Saturday morning she worked one of her horses from the gate over the dirt course at Colonial Downs.
“I’m not going to lie. I was a little nervous,” admitted Godsey. “But then it’s kind of became like riding a bike. I don’t exercise ride much anymore. Every now and then I do to help understand what the more difficult ones are doing.”
In addition to the ten thoroughbreds Eagle Point has in barn 5 on the backstretch, Godsey plans on bringing in two more and helping out others that were part of the Virginia Certified Residency Program. Only one of Karen’s horses isn’t Virginia-bred or Virginia certified.
The all-time family favorite horse may be Toccoa, who won seven career races, six of them at Colonial, where she exclusively raced latter in her career.
“She would lay up all winter and just run at Colonial,” remembered Godsey. Toccoa made 29 of her 37 career starts in New Kent, and Godsey said the mare loved training and racing – right up until she didn’t. Toccoa won the second to last start of her career, in July of her 10-year-old season, and then ran fifth a couple of weeks later.
“One morning she didn’t want to go to track which was so completely unlike her,” said Godsey. “We retired her that day.”
Godsey is one of several trainers taking part in impromptu reunions on the backstretch. One of those resulted in a long-awaited prize for Godsey. She won a race late in Colonial’s first era with a jockey represented by agent Frank Douglas. Saturday, six years later, Douglas handed over a box of donuts.
“Luckily they weren’t the ones from six years ago,” chuckled Godsey. “Though they might be the only donuts I see. It’s so comfortable down here, but its drawing a higher quality thoroughbred so it’s all very new. It’s been five years since I’ve saddled a horse in my name. I’m knocking the dust off a little bit.”
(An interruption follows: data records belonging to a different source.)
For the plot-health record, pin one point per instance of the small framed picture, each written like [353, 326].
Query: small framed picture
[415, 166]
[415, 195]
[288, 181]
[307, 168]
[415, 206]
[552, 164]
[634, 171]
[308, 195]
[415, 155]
Colonial’s opening night card includes two entries each for trainers Ferris Allen and Hamilton Smith who dueled each other regularly for training titles in Colonial’s first edition.
“We’re stabled next door to each other at Laurel, so in a grumpy way, we’re the best of friends,” commented Allen. “When he wins, I’m happy for him and mad at myself for letting him beat me.”
Allen has gathered horses previously trained by luminaries like Hall of Famer D. Wayne Lukas and from as far away as California’s Golden Gate Fields and is bringing them to Colonial in anticipation of the 15-day meet.
“That’s by design,” explained Allen. “We could have run earlier in other venues but wanted to target this meet. I’ve acquired horses to fit the need of the upcoming meet with the Virginia-bred and -certified program.”
The Varina native, who played baseball at William and Mary, is rejuvenating the pool house at his family farm for his accommodations during the racing season, one of many similarities for Allen of Colonial’s first era. Allen recalled the “dusty and frantic” scramble to open Colonial the first time around in 1997 and said he sees a few similarities in the upcoming preparations. However, it’s one of the differences, that will present a challenge to Allen.
“In refashioning things down there, they’ve created so much better racing that it’s going to be harder for me to win a race,” Allen said.
Still, he, like his counterparts, was happy to be back on the track in New Kent.
While the opening of a racetrack is like mobilizing a city, it can still be a small, small, world on the backstretch.